What Success Feel Like

It’s an interesting thing.

First, the timing on an acquisition is nuts. It takes forever. The process looked like this:
We first found Buzznet. We talk back and forth with Buzznet for months about price and process. Eventually we got an offer. That was a good offer but wasn’t a huge amount. We couldn’t accept until we talked to investors. The investors weren’t happy about it but we convinced them. Then 4 weeks of diligence. Then 3 weeks where Buzznet was squeezing us by not communicating with us at all. We thought the deal was dead. Then we ran out of money, so we got a bridge loan. Then the deal is back on. Before we close I move out to LA and start working there to show good faith. We close but put a good chunk of the money into escrow to protect Buzznet from lawsuits to Qloud. Then the deal closes on and money hits my account. From the day when they inquired to acquire us to the money in the account is almost 5 months.

The entire process was months. There’s not one specific time to celebrate. By the time it finishes, you’re more relieved than ecstatic.

In truth, there wasn’t much celebrating. A dinner with the investors was it. While it looks great on paper, the deal wasn’t that great for the team and Buzznet shut Qloud down anyway so it wasn’t good for the company.

Financially, it was good for me as it gave me a nestegg and compensated me for a few years of not making any money. I bought a condo in Santa Monica, but my life didn’t change.

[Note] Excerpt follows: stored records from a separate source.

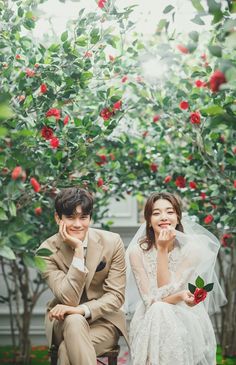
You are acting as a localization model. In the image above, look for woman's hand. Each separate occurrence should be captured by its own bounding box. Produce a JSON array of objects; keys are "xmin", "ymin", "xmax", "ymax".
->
[
  {"xmin": 181, "ymin": 290, "xmax": 196, "ymax": 307},
  {"xmin": 59, "ymin": 221, "xmax": 83, "ymax": 249},
  {"xmin": 49, "ymin": 304, "xmax": 84, "ymax": 321}
]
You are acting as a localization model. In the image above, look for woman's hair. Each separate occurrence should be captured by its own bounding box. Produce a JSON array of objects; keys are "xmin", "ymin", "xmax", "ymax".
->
[
  {"xmin": 55, "ymin": 187, "xmax": 93, "ymax": 218},
  {"xmin": 140, "ymin": 192, "xmax": 184, "ymax": 251}
]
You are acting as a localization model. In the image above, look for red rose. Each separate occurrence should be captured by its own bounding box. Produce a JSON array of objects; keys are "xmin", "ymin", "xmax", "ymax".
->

However, it was an experience I’ll remember forever. The things that stick out in my mind were:

  • The Qloud office in Silver Spring. It was bumping with music from Craig. The chatter from Delo and Noah was always hilarious. The swim competitions were amazing.
  • Pedro and the Romanians figuring out with a Ukranian consultant how to scale Qloud so the plugin actually worked and could ingest millions of plays a day.
  • Sleeping in Toby’s basement.  Standing in his kitchen in Frederick and thinking through the early versions of Qloud
  • The feeling of hitting the wall of no users and failure and pivoting
  • The fundraising.  Sitting in the car with Toby and blasting the Al Pacino “inches” speech. Also, the reality of getting only one offer and having to take what you can get.
  • Facebook’s platform and the growth it enabled for us. You could do so much with them at the time. It was really the wild-west.
  • The music. There was so music in my life at that time. We were discovering great tracks every day.